Заброшенные места, которые в городе есть в изобилии, Эйзмен называет “многообещающими”. Пыльная безлюдная эстакада – отличное место для поиска следов насекомых. На старых мусорных баках можно найти коконы и паутину. “Однажды я видел кузнечика, который грыз краску на углу дома”, – прибавил Эйзмен. Мы вместе осмотрели мусорный бак. Эйзмен, как и следовало ожидать, делал это с гораздо более близкого расстояния, чем я. Сидя на стенке бака, он заметил на дереве неподалеку ритмично стучавшего пушистого дятла.
В трещинах на тротуаре живут муравьи. Один аспирант, недавно составивший список муравьев, обитающих на разделительных полосах проспектов Нью-Йорка, нашел там садовых бледноногих муравьев, муравьев-воров, дерновых муравьев (воинственный вид, обитающий в почве), а также китайского муравья-иглу – больно жалящего муравья-иммигранта. Он также выяснил, что разнообразие муравьев в Верхнем Вест-Сайде больше, чем в Верхнем Ист-Сайде – что, судя по всему, стало следствием такой важной характеристики окружающей среды, как “количество мусорных баков”.

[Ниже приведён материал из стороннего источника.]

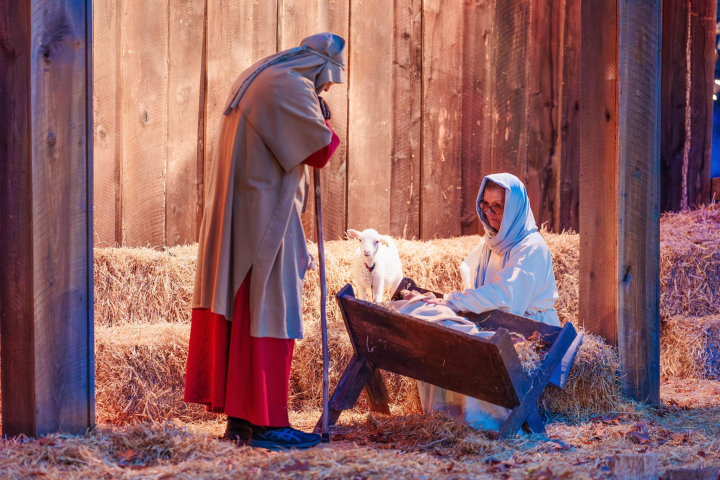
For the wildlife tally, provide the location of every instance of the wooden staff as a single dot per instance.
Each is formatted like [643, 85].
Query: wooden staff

Даже на упавших веточках можно заметить следы жизнедеятельности насекомых. Наверняка в месте, где вы живете, на земле лежат ветки. “Аккуратно поврежденные веточки” (так называется глава в книге Эйзмена) могут нести следы пребывания жуков-усачей, жуков-древоточцев и ложнокороедов. И если галлы иногда ломают ветки случайно, многие жуки делают это намеренно: усач, отложив яйца на конце ветки, перемещается ближе к стволу и прогрызает аккуратную дорожку по окружности веточки. Когда поднимается ветер, веточка послушно отламывается, и растущие в ней личинки питаются стареющей или отмирающей тканью. У жуков других видов сами личинки, достигнув того возраста, когда они могут делать ходы, вгрызаются в ветку и расчищают себе путь на поверхность, оставляя характерные следы. Если посмотреть на кончик упавшей веточки, вы увидите спираль, сделанную узкотелой златкой, или мастерски вырезанный осой ход по ее периметру.